To see why this might be true, imagine that there are 10 customers willing to pay $10 for your album, 100 customers willing to pay only $2, and 1000 customers who will only listen if the price is zero. (For simplicity assume the cost of producing an extra copy is zero.) If you price the album at $10, you get ten buyers and make $100. If you price it at $2, you get 110 buyers and make $220. Lowering the price makes you more money.

Or you can ask each customer to name their own price, with a minimum of $2. If all customers pay their own valuation, then you get $10 from 10 customers and $2 from 100 customers, for a total of $300. You get perfect price discrimination — each customer pays his own valuation — which extracts the maximum possible revenue from these 110 customers.

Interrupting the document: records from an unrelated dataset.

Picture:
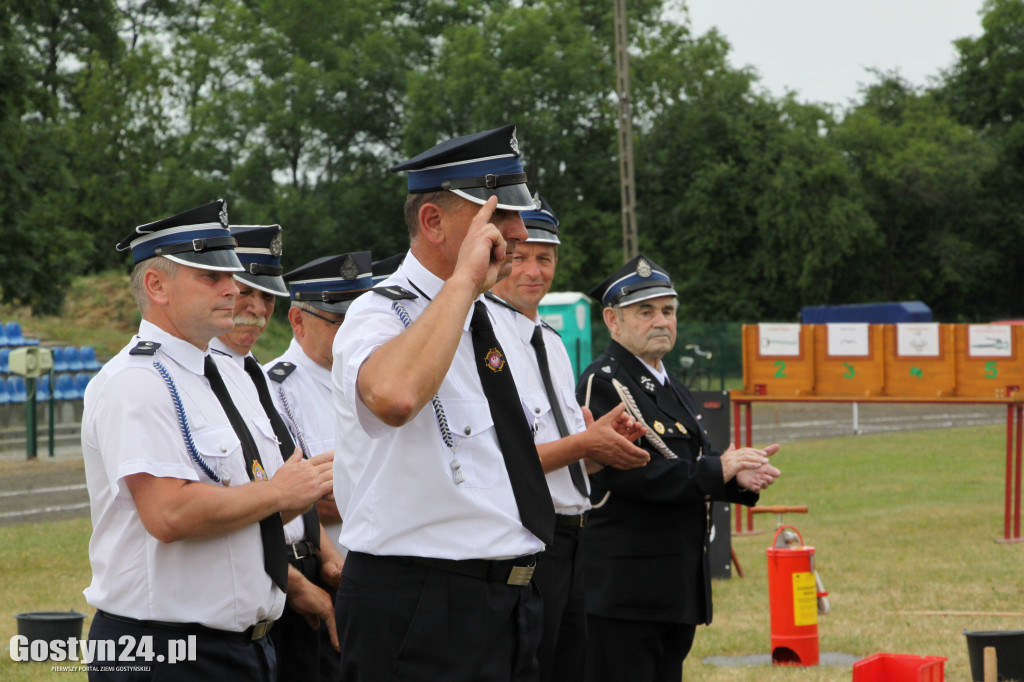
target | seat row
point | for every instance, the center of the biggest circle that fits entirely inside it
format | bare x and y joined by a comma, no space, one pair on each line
67,387
10,335
66,358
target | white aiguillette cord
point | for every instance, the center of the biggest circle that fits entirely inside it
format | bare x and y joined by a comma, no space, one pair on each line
457,474
634,410
586,403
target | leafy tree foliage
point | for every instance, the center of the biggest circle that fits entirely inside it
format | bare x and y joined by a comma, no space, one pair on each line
114,113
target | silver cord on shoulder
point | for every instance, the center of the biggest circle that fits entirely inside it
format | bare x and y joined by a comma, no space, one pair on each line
183,426
435,402
295,424
634,410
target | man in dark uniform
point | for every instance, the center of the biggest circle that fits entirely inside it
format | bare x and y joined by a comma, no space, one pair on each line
645,548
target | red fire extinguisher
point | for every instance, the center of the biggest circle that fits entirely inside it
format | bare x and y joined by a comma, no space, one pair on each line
796,597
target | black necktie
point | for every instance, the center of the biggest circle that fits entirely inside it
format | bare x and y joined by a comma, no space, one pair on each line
310,521
271,528
521,461
576,470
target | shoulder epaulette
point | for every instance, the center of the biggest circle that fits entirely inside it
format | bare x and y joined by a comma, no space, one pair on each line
281,371
144,348
501,301
394,292
605,367
549,327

Of course, in real life some customers who value the album at $10 will name a price of $2, so your revenue won’t reach the full $300. But if even one customer pays more than $2, you’re still better off than you’d be with any fixed price. Your price discrimination is imperfect, but it’s still better than not discriminating at all.

Now imagine that you can extract some nonzero amount of revenue from the customers who aren’t willing to pay at all, perhaps because because listening will make them more likely to buy your next album or recommend it to their friends. If you keep the name-your-own-price deal, and remove the $2 minimum, then you’ll capture this value because customers can name a price of zero. Some of the $10-value or $2-value people might also name a price of zero, but if not too many do so you might be better off removing the minimum and capturing some value from every customer….

What the discussion about this misses is the change in the cost-structure of music. Some time ago, William Fisher published an analysis of the cost structure of a CD. It turns out that distribution and retailing accounts for nearly half the cost, with artists getting only 12 per cent. Take out the costs of physical distribution and you have a very different picture.